The contest at Ballymore surely must be a contender for the worst ever World Cup match. Playing conditions were far from ideal, but the criticism later fired at England was fully justified. In the end, "Wales were marginally the better of two poor teams", as David Hands wrote in the Times. It was not a great advert for northern hemisphere rugby; more like a horror film.

Waking up in hospital during the early hours of June 8 to watch the 16-3 defeat was demoralising. Reinserting my tonsils and then getting them taken out again may have been preferable, such was the feeble display. With prop Paul Rendall temporarily off the field, Wales used their man advantage in the scrum to score a first half try through Gareth Roberts. England simply had no response.

Unforced English errors allowed an injury hit Wales team to remain in control; the scrum was dominated by Wales, despite the inexperience of props Buchanan and Young; the lineout was poor, even though Wales' Norster was hampered by a hamstring injury; tactically England seemed clueless, and Green along with Weston, who was acting as England manager during the tournament, were shell-shocked.

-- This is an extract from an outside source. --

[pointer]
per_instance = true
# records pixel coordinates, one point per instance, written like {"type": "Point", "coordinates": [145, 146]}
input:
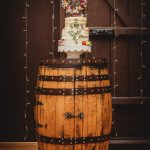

A try from the excellent Robert Jones put another nail in England's coffin, with the hammering confirmed when John Devereux intercepted Peter Williams' pass late on; a fitting end to a humiliating day. Understandably, the words used to describe England were not kind: inept, bumbling, fumbling, inhibited, abject, abysmal, hesitant.

"England were diabolical," former Australian fly-half Mark Ella commented. "They were just hopeless." Weston did little to sugar coat the defeat. "It was unbelievable. We are back to where we started." With boos ringing out amongst the 12,000 spectators due to the poor quality of rugby, there could be little doubt that England were near rock bottom.

Neither Green or Weston would be involved in the rebuilding process. Green was replaced as coach by Roger Uttley, and although Weston was appointed as England's first official rugby manager, he stepped down when his request for Green and Tony Jorden as selectors was refused by the RFU. Geoff Cooke stepped into the void, and the rest is history.

A revolution was taking place in the English game. The establishment of a new club league, sponsored by Courage Brewery, was another vital component in pushing English rugby down the right path. "The setting up of club leagues is the most important decision made since the RFU's inception in 1871," new RFU President John Burgess proclaimed.

The 1987 World Cup experience proved to be the point where things simply had to get better. Two further defeats in the 1988 Five Nations signalled the end for Harrison, and after a dalliance with Nigel Melville as skipper, the Will Carling reign kicked off in spectacular fashion against Australia.

The national team pulled itself off the canvas, and within four years would claim a Grand Slam and a World Cup final place. Anyone who had the misfortune to witness the bore at Ballymore might have thought you were crazy had you suggested this would happen. 1987 was bleak, the darkness before a dawn that for once did not turn out to be false.